For process theologians, the primary problem of existence to be overcome is not death but meaninglessness due to the perpetual perishing of occasions. Without some ground of permanence, our accomplishments would finally seem to be insignificant. It is ultimately God who is this ground of meaning, since process theologians see God as not only creative as the source of novelty but responsive to the world, eternally preserving every occasion that has ever existed in her own nature. As Mesle explains, “God shares the experience of becoming of the entire universe, and synthesizes it into God’s own, infinitely vast and complex experience.” This means that occasions are given objective (not subjective) immortality in the divine life, forever preserved in their immediacy and woven into an ideal and growing harmony. As Whitehead wrote, this is the kingdom of heaven, which “is not the isolation of good from evil.
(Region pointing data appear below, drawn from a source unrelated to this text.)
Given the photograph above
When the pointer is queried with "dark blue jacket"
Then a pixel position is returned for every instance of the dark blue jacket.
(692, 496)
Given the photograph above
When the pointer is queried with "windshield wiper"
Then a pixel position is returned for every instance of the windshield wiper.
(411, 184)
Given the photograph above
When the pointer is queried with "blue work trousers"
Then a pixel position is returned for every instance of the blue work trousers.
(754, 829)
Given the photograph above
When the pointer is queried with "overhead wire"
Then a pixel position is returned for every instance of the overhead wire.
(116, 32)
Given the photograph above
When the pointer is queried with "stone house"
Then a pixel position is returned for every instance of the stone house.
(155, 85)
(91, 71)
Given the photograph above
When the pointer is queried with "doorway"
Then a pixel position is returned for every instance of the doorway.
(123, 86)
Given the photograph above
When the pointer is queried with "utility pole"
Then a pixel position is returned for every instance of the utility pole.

It is the overcoming of evil by good.” As such, the ultimate eschatological 'fact' is the redemption of all things in God.  Suchocki is one of the few process theologians to argue that this is subjective not just objective immortality.

Beyond the hope for subjective life after death of the soul and the objective redemption of creation (soul and body) in God, there is also an emphasis on historical eschatology in process thought that coheres with Borg’s view of Jesus. In cosmic history, there is no end to the process of creation or need for a final new creation, as in traditional eschatologies. The future is radically open, and God continuously creates by luring the world toward greater richness of experience and complexity. As Borg argued, this means that Christian eschatological hope in history takes the form of participation: we are co-creators with God for the future kingdom or “commonwealth." As we respond more positively to God’s lure, we participate in God’s ongoing work for justice and shalom in creation. Cobb and Griffin conclude, “There is no divine action apart from creaturely action, but equally the divine action is the principle of hope in the creaturely action…Trusting God is not assurance that whatever we do will work out well. It is instead confidence that God’s call is wise and good.”